I largely agree
with
the blogger and not really with the comics creators on this. The
creators are represented pretty well by Len Wein's comment:
“I think every
time you take a female character, a black character, a Hispanic
character, a gay character, and make that the point of the character,
you are minimalizing the character,” he said. “I have written
anything you can possibly think of. I have created Storm who was the
first black female superhero. I created a number of other characters,
and it never matters to me what the color of their skin was. I was
writing about who they were as human beings, and it wasn’t Black
Storm. She was Storm.”
Essentially, the writers on this panel
think that the writing takes precedence over the specific situations
that the characters find themselves in, that storytelling involves
presenting characters as being certain types that transcend certain
characteristics, i.e., their ethnicity or gender or sexual
preference.
I read a review of Supergirl in
The
Comics Journal back during the 1980s and the reviewer looked at
possible new directions for the character to take in a new series.
The reviewer's approach to thinking about a new series for her was to
think of problems that she could be confronted with and ways that she
could go about solving them.
Once, in the TV series
Family
Ties, Alex P. Keaton filled in his sister Mallory about an
American president of the 1800s. He had a couple of seconds to get
her to think about this president, not just as an old figure from
musty, yellowing history book pages, but as a real and once-living
person that she could immediately identify with and understand. He
took the tack of describing the problems that the president faced,
the decisions the president made in response to those problems and
the reactions that various groups had to his decisions. Alex's
approach worked and Mallory understood the president as a real person
who faced understandable problems.
This, to me, is what drama is all
about. Wein is right in that an author shouldn't just place
characters in a limiting box and shouldn't just think of how an
African-American or a gay Iranian would approach a problem, but I
think that could be a good starting point for many interesting
stories.
it's valuable to get other perspectives
into the comics field. I think it's valuable to be aware of how
other demographic groups see situations and to take an approach to
comics that's not dependent on being a white, straight male. Writers
can then increase the number of the kinds of problems that characters
can face and increase the number of ways in which characters can go
about solving problems.
Update: Do comic stories have to be violent? The superhero stories certainly are, even though they've had "day off" stories from way back when where the superheroes take their colored, skintight outfits off and just hang out and enjoy the day. They can also have scenes that are visually jazzed up, but where
the main point is a dialogue between some of the characters, but yeah, there's not much point in having muscular men and tough-looking women in body-hugging outfits if the authors can't toss two or three fight scenes an issue in.
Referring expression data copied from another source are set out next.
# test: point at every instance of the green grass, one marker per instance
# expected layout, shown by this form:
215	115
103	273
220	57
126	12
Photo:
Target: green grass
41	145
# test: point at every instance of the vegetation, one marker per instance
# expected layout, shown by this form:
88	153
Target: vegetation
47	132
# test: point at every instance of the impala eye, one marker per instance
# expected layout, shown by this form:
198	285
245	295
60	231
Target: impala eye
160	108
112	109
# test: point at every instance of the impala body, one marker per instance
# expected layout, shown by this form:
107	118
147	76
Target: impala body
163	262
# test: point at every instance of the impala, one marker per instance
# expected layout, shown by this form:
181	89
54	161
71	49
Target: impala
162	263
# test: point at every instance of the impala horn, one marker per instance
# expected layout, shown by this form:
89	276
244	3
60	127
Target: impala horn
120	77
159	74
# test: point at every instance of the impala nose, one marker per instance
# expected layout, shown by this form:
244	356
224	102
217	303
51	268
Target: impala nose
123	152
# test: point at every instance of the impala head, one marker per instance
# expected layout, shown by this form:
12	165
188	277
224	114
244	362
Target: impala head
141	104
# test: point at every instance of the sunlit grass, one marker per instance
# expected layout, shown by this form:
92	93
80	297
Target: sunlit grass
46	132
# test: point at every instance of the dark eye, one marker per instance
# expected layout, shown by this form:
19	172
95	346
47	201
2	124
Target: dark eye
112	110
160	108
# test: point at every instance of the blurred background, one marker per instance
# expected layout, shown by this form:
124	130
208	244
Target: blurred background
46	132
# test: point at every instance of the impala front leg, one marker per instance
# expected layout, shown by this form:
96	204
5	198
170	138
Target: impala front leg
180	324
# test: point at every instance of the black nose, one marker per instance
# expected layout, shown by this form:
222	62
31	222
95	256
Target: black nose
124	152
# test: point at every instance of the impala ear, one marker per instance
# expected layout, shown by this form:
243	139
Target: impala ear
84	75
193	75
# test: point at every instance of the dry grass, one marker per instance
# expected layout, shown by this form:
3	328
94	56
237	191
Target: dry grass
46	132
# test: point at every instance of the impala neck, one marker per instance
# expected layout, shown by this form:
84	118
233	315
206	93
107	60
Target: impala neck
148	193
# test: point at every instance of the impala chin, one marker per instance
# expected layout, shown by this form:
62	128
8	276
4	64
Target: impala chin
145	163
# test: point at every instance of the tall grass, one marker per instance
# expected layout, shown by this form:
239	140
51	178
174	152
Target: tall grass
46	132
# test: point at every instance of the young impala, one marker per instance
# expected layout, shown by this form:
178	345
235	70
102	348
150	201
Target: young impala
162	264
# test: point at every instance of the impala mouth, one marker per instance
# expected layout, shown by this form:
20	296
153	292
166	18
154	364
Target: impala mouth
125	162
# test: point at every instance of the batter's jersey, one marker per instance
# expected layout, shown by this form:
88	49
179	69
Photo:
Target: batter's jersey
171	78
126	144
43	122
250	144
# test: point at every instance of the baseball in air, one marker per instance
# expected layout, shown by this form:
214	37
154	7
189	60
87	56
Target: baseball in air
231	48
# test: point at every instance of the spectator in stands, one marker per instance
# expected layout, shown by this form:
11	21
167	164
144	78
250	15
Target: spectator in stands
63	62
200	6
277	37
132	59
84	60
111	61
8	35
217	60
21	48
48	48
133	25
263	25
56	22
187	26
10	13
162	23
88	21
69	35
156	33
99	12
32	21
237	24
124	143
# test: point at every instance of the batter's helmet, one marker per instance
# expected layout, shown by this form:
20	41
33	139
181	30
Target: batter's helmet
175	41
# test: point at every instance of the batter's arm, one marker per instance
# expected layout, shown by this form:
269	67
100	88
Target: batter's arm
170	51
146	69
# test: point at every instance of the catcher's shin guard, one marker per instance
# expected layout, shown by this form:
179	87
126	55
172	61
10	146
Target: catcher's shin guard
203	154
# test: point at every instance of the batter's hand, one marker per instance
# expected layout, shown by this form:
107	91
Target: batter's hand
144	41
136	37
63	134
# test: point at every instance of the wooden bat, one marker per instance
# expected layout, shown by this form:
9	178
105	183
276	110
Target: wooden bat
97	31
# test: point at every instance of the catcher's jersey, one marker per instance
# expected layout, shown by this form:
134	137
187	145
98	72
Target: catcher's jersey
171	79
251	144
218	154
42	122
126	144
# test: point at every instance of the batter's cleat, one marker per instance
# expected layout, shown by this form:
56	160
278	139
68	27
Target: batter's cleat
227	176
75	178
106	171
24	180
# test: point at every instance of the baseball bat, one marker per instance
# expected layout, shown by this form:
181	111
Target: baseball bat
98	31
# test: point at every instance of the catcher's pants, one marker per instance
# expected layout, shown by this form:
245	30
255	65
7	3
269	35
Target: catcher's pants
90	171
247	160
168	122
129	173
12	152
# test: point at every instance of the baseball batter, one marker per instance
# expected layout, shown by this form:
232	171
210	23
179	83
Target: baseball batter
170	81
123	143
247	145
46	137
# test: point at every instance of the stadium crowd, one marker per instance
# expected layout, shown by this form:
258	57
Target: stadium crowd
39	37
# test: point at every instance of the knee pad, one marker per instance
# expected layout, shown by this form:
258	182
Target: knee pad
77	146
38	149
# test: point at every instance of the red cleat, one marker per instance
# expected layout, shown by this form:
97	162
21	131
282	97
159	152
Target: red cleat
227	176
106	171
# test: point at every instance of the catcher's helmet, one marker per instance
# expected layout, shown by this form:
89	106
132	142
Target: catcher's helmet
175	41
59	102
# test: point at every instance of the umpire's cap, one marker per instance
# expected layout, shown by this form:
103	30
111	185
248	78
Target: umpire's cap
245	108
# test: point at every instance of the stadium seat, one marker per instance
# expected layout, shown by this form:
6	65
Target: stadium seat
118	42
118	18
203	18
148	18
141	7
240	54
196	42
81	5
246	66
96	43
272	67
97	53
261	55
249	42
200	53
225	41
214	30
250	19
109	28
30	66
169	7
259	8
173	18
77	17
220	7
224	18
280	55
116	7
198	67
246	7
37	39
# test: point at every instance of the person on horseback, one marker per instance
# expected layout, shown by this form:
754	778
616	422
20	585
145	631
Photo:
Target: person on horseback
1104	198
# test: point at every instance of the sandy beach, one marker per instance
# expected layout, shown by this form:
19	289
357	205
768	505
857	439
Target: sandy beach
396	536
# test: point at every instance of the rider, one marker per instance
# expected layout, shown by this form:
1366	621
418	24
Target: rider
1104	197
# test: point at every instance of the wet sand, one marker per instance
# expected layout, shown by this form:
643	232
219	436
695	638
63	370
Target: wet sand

But do comics stories in general have to be violent? Not at all. Fantagraphics publishes a whole series of comics where the violence is either completely absent or is kept at a minimum and when it's used, is clearly relevant to the story.
Love & Rockets is one of their flagship titles. That has a bit of nudity here and there, but again, it's clearly relevant to the story when it's used.
Hate is another cool series they published at one point.